Home > Science > Ambassador 1A: The Sahara Conspiracy (Ambassador: Space Opera Thriller) > Page 22
Ambassador 1A: The Sahara Conspiracy (Ambassador: Space Opera Thriller) Page 22

by Patty Jansen


  They looped their arms together and helped me climb to Telaris’ shoulders.

  Looking out over the people, I raised my voice. “Listen everyone. Be quiet. Listen to me.”

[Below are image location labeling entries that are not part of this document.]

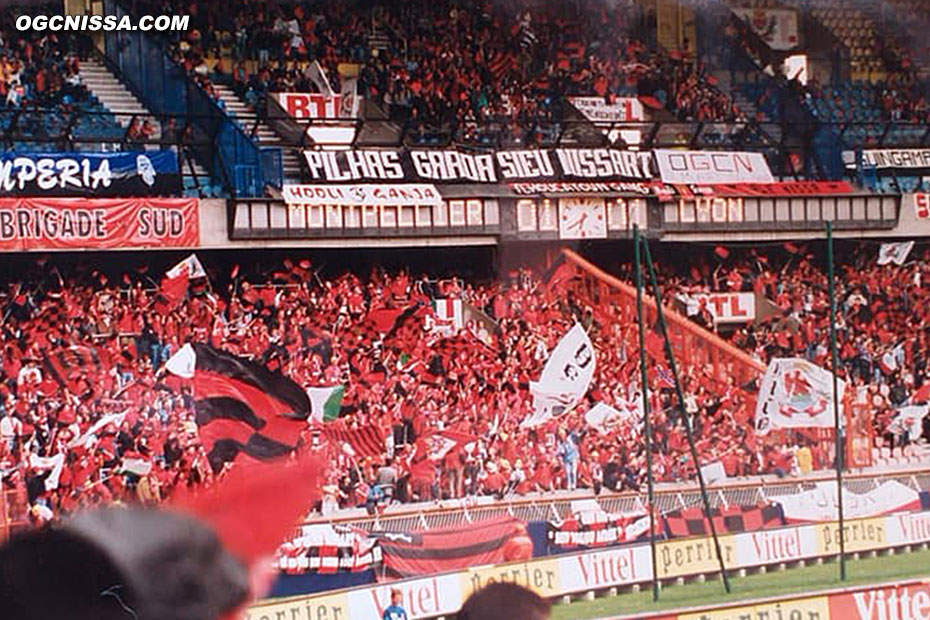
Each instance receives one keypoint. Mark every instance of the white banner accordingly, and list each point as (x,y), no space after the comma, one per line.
(54,463)
(408,195)
(724,307)
(894,252)
(447,318)
(910,420)
(889,159)
(597,110)
(713,472)
(819,504)
(116,419)
(777,27)
(193,266)
(712,167)
(565,378)
(796,394)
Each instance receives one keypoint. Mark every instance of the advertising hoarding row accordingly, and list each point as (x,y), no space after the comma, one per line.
(624,566)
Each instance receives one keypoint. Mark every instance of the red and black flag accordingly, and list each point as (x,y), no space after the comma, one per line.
(412,554)
(177,281)
(62,364)
(365,440)
(241,406)
(732,519)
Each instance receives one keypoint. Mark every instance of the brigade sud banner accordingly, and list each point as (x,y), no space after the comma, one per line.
(796,394)
(565,378)
(95,175)
(102,223)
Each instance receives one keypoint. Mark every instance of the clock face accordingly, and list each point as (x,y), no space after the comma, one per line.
(582,218)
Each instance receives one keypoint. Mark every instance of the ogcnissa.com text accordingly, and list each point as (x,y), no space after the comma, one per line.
(104,23)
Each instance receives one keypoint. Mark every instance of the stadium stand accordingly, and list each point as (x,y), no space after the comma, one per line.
(82,349)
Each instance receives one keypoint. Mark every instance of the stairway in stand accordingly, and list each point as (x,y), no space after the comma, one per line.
(238,110)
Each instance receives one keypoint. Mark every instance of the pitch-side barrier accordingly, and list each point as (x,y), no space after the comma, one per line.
(617,568)
(903,600)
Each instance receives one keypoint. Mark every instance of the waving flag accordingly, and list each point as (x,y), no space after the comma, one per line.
(326,402)
(176,282)
(438,444)
(242,407)
(565,378)
(62,362)
(895,253)
(796,394)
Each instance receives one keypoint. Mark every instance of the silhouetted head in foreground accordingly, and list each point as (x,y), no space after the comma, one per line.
(505,601)
(126,564)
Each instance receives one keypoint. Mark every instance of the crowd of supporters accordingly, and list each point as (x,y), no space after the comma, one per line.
(455,66)
(405,381)
(38,69)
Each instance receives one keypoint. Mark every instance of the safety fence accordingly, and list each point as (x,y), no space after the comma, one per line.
(619,567)
(557,507)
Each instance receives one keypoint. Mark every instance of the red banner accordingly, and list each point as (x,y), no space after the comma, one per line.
(787,188)
(104,223)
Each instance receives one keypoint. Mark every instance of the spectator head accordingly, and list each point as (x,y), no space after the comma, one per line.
(505,601)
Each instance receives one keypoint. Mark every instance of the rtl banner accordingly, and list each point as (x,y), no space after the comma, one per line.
(104,223)
(598,110)
(303,106)
(777,27)
(712,167)
(796,394)
(95,175)
(724,307)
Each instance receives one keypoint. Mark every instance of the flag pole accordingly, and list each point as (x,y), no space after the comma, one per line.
(838,429)
(684,414)
(647,422)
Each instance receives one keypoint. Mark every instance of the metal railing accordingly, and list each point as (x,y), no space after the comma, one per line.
(557,506)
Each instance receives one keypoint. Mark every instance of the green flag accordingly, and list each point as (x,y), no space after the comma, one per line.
(326,402)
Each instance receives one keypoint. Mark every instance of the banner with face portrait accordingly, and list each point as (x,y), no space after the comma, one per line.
(565,379)
(94,175)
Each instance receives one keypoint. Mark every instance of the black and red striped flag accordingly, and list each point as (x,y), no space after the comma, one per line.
(241,406)
(62,363)
(412,554)
(365,440)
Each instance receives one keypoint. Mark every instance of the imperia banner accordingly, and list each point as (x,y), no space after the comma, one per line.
(454,166)
(95,175)
(103,223)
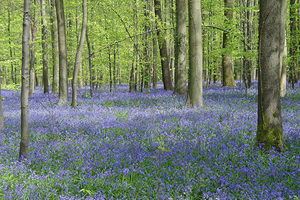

  They did, sinking into an expectant silence. Most of the people close to me were guests. Some further krayfish stood at the place where the corridor opened into the pool hall.

  “We have one hour and twelve minutes before this whole bunker blows up. We need to get out now.”

  “Who are you?” a man asked. He was dressed in a business suit that would soon be far too hot and would get extremely dusty outside.

  “I didn’t see you at dinner last night,” another man said, his voice doubtful.

  “I’m not a guest of Mr Kray’s, and how I got here is irrelevant. Mr Kray is not who you thought he is, or who he was rather, because he won’t, ever, be making any more grand and illegal plans.”

  Talk rose again, voices alarmed.

  “You received my message about Mr Kray’s activities,” I continued, “My name is Cory Wilson. I am a representative of gamra and I’ve been here because ‘Mr Kray’ is one of gamra’s most wanted men. I have evidence for criminal activities, including slavery, smuggling and illegal production of arms—”

  “That is just a rumour about the arms smuggling.”

  “It’s true. He doesn’t import, but he exports these guns. The factory is right here in this complex. I could show it to you, and there is much more I could say, but we really, really—” I checked the time, which was going much too fast for my liking. “We really need to get out of here. We’re expecting action from outside and we need to clear this area before then. Urgently.”

  Everyone started shouting. Telaris set me down. “For your safety, delegate.”

  A man nearby yelled, “I’ve invested all this money. I want it back!”

  “Yes, I agree.” Another voice yelled.

  And someone else. “Me, too.”

  “Come.” Thayu pulled my arm.

  “But these people . . .”

  “I don’t care if they don’t want to listen. You can’t save those who do not want to be saved. You told them. It’s their problem if they don’t want to listen. Now let’s go. Whoever wants to follow can do so.”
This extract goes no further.